Crosscoding Through Time: Tracking Emergence & Consolidation Of Linguistic Representations Throughout LLM Pretraining
Researchers have developed a method using sparse crosscoders to track how large language models learn linguistic concepts during training, introducing a new metric called Relative Indirect Effects (RelIE) to identify when specific features become causally important. This approach provides interpretable, fine-grained visibility into representation learning throughout pretraining, advancing understanding of how LLMs acquire abstract capabilities.
This research addresses a fundamental gap in AI interpretability: understanding not just what LLMs can do, but how they acquire specific linguistic capabilities during training. Traditional benchmarking reveals performance metrics but obscures the underlying mechanisms of feature emergence. By deploying sparse crosscoders across model checkpoints, researchers can now map the temporal evolution of linguistic features and identify critical training phases where abstract concepts crystallize into causal importance for task performance.

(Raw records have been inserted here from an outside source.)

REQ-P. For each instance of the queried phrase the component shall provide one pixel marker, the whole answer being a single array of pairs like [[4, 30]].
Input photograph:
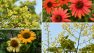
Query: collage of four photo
[[46, 26]]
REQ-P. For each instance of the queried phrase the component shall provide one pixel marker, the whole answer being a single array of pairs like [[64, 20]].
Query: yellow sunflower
[[13, 45], [26, 36]]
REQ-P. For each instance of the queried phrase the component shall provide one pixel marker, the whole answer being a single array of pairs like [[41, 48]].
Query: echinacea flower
[[62, 2], [60, 15], [13, 45], [92, 18], [80, 7], [49, 5], [26, 36]]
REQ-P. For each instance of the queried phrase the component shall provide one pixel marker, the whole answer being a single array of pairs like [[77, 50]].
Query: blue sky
[[55, 29]]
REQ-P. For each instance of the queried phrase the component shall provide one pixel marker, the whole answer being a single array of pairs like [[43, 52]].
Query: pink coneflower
[[60, 15], [49, 5], [80, 7], [62, 2], [92, 18]]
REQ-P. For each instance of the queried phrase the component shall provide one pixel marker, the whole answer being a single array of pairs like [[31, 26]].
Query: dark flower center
[[14, 43], [26, 35], [49, 4], [58, 18], [79, 4]]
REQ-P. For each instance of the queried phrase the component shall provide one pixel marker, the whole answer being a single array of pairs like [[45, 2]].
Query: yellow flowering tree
[[18, 15]]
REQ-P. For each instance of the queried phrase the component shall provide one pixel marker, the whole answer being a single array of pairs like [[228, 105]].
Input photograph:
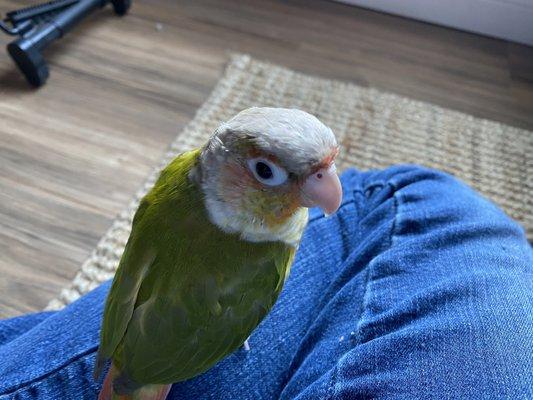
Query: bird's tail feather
[[148, 392]]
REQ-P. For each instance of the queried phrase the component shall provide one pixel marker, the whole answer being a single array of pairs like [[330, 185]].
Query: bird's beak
[[322, 189]]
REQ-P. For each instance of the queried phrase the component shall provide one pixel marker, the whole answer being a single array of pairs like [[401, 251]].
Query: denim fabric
[[416, 288]]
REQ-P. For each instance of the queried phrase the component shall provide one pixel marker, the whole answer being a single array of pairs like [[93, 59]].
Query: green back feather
[[186, 294]]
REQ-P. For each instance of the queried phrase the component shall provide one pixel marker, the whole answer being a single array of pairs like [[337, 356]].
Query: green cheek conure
[[211, 247]]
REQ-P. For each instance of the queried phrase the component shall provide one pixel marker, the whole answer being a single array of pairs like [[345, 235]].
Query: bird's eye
[[267, 172]]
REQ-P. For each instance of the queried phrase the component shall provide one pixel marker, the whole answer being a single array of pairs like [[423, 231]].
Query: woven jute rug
[[375, 130]]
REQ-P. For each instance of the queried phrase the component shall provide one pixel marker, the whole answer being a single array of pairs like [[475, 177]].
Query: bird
[[211, 247]]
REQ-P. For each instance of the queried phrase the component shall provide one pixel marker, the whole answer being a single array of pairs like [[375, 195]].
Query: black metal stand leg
[[27, 51]]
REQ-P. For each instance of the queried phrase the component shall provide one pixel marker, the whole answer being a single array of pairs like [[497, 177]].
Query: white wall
[[506, 19]]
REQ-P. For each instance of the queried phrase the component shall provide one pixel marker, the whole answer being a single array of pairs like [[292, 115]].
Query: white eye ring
[[267, 172]]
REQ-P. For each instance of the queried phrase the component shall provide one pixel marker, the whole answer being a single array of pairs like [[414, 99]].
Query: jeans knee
[[431, 201]]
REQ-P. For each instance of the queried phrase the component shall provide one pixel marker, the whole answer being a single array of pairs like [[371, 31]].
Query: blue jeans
[[416, 288]]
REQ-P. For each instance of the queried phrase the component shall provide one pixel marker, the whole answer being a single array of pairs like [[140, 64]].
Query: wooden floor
[[73, 153]]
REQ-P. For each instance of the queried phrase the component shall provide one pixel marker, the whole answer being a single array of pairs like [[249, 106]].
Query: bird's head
[[265, 164]]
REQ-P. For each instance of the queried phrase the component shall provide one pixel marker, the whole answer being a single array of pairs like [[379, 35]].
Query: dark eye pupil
[[263, 170]]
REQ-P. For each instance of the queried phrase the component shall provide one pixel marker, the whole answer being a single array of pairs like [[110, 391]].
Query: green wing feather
[[186, 294]]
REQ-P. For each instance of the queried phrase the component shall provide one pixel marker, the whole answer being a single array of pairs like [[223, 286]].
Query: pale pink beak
[[323, 189]]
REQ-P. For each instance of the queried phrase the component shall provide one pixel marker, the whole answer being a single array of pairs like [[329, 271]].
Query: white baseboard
[[504, 19]]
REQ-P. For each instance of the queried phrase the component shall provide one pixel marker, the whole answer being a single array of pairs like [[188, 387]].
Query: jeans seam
[[330, 394], [16, 388]]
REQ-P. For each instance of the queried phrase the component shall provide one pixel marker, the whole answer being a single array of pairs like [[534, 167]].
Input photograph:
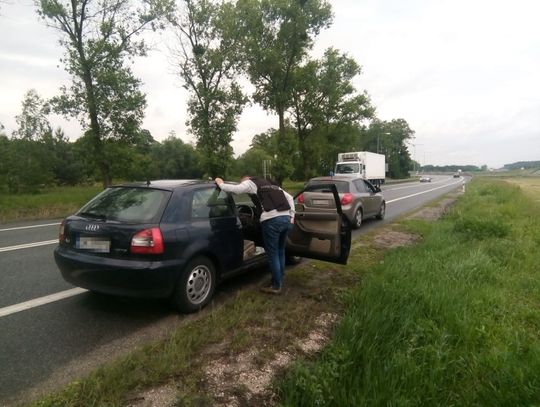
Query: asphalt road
[[50, 330]]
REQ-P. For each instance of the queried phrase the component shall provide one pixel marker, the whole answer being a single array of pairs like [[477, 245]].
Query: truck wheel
[[196, 285], [357, 219], [382, 212]]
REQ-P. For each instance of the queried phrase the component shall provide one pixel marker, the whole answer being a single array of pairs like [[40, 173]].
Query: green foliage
[[251, 162], [447, 322], [174, 159], [323, 98], [98, 38], [33, 123], [390, 138], [276, 38], [207, 58]]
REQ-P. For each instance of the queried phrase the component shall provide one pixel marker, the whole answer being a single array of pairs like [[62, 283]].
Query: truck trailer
[[363, 164]]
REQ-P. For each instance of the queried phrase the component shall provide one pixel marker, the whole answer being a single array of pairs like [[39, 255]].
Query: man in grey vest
[[276, 220]]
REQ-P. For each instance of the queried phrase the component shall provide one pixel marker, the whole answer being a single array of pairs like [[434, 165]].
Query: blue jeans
[[275, 235]]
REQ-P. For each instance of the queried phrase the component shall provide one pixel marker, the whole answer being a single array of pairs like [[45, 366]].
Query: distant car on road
[[177, 239], [359, 198]]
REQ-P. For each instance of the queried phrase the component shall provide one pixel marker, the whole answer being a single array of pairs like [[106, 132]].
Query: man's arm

The work builds on growing momentum in mechanistic interpretability, where researchers increasingly focus on decomposing neural network behavior into interpretable components. Prior efforts like sparse autoencoders and activation patching established that trained models contain recoverable, meaningful features. This research extends that framework across time, treating pretraining as a staged process of feature discovery, consolidation, and sometimes discontinuation.
For AI developers and safety researchers, interpretable pretraining dynamics carry substantial implications. Understanding when models acquire specific capabilities enables more targeted evaluation and potentially earlier detection of emerging behaviors—whether desired capabilities or problematic failure modes. The architecture-agnostic, scalable approach means this methodology could apply across different LLM families and sizes.
Looking ahead, this technique could inform more deliberate training procedures, where practitioners understand the learning trajectory of specific linguistic or behavioral features. Integration with other interpretability methods might yield even richer models of representation learning. Success here could accelerate the transition from post-hoc analysis of trained models to principled design of training processes optimized for both capability and interpretability.
- →Sparse crosscoders enable tracking of linguistic feature emergence across model training checkpoints, providing temporal visibility into representation learning.
- →Relative Indirect Effects (RelIE) metric identifies when individual features become causally important for task performance during pretraining.
- →Method successfully detects feature emergence, maintenance, and discontinuation—mapping the complete lifecycle of learned concepts.
- →Architecture-agnostic approach scales across different LLM families, advancing practical interpretability analysis.
- →Understanding training dynamics could enable earlier detection of emerging capabilities and inform more deliberate model development practices.